Dejó una pierna colgando, luego se empujó con la otra y logró poner una bota encima del tejado. Se volvió, sintiendo que los pinchos arañaban su justillo y se clavaban en su pecho mientras se levantaba.
Ya estaba arriba.
—Setenta y ocho… setenta y nueve… ochenta… —los labios de Amistoso se movían automáticamente mientras observaba que Escalofríos se daba la vuelta por encima del parapeto y llegaba al tejado del banco.
—Lo ha conseguido —susurró Day con una voz chillona que estaba llena de incredulidad.
—Y a su debido tiempo —Morveer soltó otra broma—. Quién hubiera pensado que podría escalar… como un mono.
El norteño seguía de pie, una silueta más oscura que la oscuridad del cielo nocturno contra la que se recortaba. Sacó la ballesta que llevaba a la espalda y comenzó a montarla.

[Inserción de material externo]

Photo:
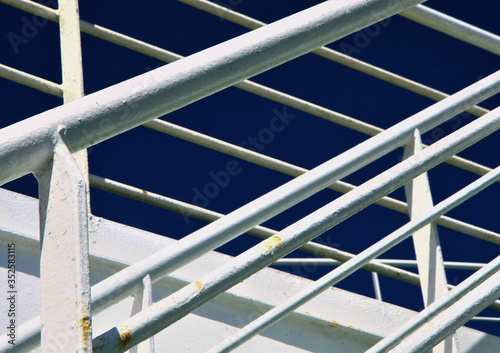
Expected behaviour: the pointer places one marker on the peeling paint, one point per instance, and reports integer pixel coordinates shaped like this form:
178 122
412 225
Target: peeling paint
199 286
273 243
333 324
85 325
125 337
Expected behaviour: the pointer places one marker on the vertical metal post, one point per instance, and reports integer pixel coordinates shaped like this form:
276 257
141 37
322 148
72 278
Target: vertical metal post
376 286
71 62
144 299
64 263
426 242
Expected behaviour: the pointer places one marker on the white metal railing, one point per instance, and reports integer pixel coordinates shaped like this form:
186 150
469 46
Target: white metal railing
261 90
75 126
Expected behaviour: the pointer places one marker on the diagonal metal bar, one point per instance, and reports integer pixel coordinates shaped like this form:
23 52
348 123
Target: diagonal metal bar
184 301
252 87
453 27
280 166
450 300
351 266
426 241
99 116
333 55
64 262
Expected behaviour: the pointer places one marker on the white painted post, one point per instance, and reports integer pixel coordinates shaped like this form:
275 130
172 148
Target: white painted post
426 242
64 263
71 62
144 299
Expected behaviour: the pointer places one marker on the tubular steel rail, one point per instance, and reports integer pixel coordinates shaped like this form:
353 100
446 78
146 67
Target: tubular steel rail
52 146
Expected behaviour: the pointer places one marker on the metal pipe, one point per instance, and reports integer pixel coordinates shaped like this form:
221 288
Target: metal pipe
402 263
263 91
373 251
263 208
443 317
287 168
454 27
29 80
333 55
184 301
376 286
116 109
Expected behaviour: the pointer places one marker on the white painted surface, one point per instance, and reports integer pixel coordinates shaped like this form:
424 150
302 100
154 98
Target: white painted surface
335 321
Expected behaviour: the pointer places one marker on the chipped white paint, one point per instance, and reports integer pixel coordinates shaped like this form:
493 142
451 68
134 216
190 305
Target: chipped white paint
426 241
336 320
64 262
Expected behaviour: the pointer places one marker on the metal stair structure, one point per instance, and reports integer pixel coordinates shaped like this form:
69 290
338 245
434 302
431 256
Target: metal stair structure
75 281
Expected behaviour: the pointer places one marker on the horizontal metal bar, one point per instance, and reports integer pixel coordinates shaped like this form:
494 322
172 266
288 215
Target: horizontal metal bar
266 92
34 8
402 263
454 27
29 80
259 231
104 114
383 267
184 301
332 55
443 317
482 318
351 266
293 170
261 209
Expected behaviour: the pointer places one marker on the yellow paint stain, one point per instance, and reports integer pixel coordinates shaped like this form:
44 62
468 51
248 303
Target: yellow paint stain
333 324
85 325
199 286
272 243
125 337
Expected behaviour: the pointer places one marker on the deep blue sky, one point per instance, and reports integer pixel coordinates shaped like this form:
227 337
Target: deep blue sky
174 168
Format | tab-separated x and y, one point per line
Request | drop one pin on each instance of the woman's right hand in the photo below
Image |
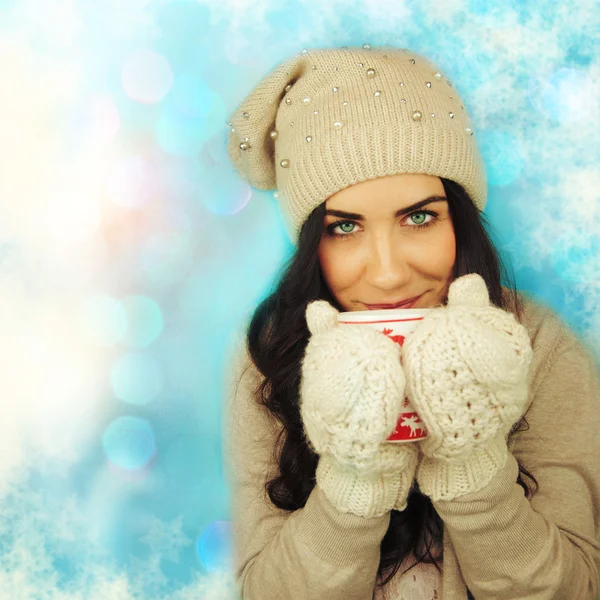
351	395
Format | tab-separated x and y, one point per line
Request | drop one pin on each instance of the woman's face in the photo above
380	257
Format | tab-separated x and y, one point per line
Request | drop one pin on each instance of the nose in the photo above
387	266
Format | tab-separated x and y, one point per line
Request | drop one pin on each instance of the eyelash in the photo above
329	229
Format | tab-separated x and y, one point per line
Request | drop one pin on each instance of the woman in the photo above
381	188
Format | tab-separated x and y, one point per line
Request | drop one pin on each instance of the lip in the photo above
409	303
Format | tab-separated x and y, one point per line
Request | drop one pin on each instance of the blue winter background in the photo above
131	253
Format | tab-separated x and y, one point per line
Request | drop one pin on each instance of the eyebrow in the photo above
399	213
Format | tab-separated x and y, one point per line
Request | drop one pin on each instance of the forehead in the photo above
401	190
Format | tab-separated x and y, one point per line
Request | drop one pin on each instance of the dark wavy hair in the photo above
277	336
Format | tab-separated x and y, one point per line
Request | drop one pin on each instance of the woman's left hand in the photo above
466	366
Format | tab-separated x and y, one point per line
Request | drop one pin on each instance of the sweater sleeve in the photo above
312	552
546	547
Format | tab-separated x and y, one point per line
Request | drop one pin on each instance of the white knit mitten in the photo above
351	395
466	366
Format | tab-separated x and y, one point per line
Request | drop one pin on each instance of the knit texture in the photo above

—Esperemos que no dispare como un mono —susurró Day.
Escalofríos apuntó con cuidado. Amistoso escuchó el suave quejido de la cuerda. Momentos después sintió que el dardo le daba en el pecho. Agarró con fuerza el astil y enarcó una ceja. Casi no le había dolido.
—Una feliz circunstancia que no tuviese punta —Morveer descolgó la cuerda que descansaba en la escalera—. Haríamos bien en evitar más inconvenientes, porque una muerte prematura limitaría nuestras posibilidades.
Amistoso apartó el embotado dardo y ató la cuerda en el extremo de la que le habían lanzado.
—¿Estás seguro de que aguantará bien el peso? —preguntó Day con un murmullo.
—Está hecha con seda de Suljuk —aclaró Morveer, tan presumido como siempre—. Ligera como el plumón, pero fuerte como el acero. Podría soportar el peso de tres de nosotros como si nada.
—Eso supones tú.
—Querida mía, ¿qué es lo que nunca hago?
—Que sí, que sí.
La negra cuerda silbó entre las manos de Amistoso cuando Escalofríos comenzó a recogerla. Vio cómo recorría el espacio situado entre los tejados y contó su longitud. Quince pasos hasta el otro extremo. Ambos la mantuvieron tirante hasta que Amistoso hizo un lazo para meterla por el pasador de hierro que sujetó en las vigas del tejado, y luego le hizo hasta tres nudos.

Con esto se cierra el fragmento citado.